Moitra promptly hit back, recalling how Dubey had earlier claimed that the NIC had already completed the probe and found that the Trinamul MP’s Parliament login ID was accessed from Dubai when she was in India.
“Who is lying?” she asked. “2 days ago Fake Degree Wala said NIC had already given details including ‘Dubai’ logins to the probe agency. Now @AshwiniVaishnaw says NIC will give info in future IF asked by LS or Ethics Comm,” the Trinamul MP posted, adding: “BJP welcome to do hit job on me but Adani+Godda perhaps not best strategists!”.
“Amused to hear of @AshwiniVaishnaw letter to Fake Degree Wala promising support in ‘probe’ against me! Still waiting for @HMOIndia & @Ministry_CA to probe Farji Dubey’s illegal entry into airport ATC room last year with kids,” Moitra wrote in another post.
The BJP MP responded by repeating the charges Dubey has levelled against the Trinamul member.
While the entire saffron ecosystem has gone all out against Moitra, the Trinamul leadership — except urban development minister and Calcutta mayor Firhad Hakim, who publicly came out in her support — has been silent on the issue.
A source in Trinamul said the allegations against Moitra had come at a wrong time for the party, which had made its presence felt in Delhi with the Abhishek Banerjee-led protest movement against the Centre’s “step-motherly treatment” of Bengal.
“We made our presence felt in Delhi with Abhishek’s movement, which was the first-of-its-kind in the capital.... And now see what kind of questions we are facing,” said the senior leader, who has been with Mamata Banerjee since she broke away from the Congress.
This discomfort in the Trinamul camp and the uncertainty about the outcome of the probe are believed to be the reasons behind the silence of the party.
CPM state secretary Md.
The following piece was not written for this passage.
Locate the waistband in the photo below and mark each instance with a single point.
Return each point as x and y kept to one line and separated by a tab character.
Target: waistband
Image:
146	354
Salim virtually issued a statement of support for Moitra on Wednesday.
At a news conference in the afternoon — mainly to issue statements against what RSS chief Mohan Bhagwat said on Tuesday, besides various aspects of the saffron regime’s running of the nation — Salim questioned the BJP’s response to the Moitra controversy.
“Why such a cacophony? Because Adani’s name has been dragged into this. Adani, Modi, Gujarat, everything is being brought forward. Everything gets expedited the moment Adani’s name is dropped. Rahul Gandhi gets disqualified as MP,” said Salim.
“The (Parliamentary) ethics panel, asleep for a decade since the Narada scam, started probing this overnight. Very selective,” he added.
The CPM state secretary brought up the Moitra issue on his own at the news conference.
“It is clear as daylight that all of this is Adani-sponsored,” he said.
“It is most unfortunate that her party is not standing by her in this… (Moitra is) such a vocal parliamentarian,” added Salim.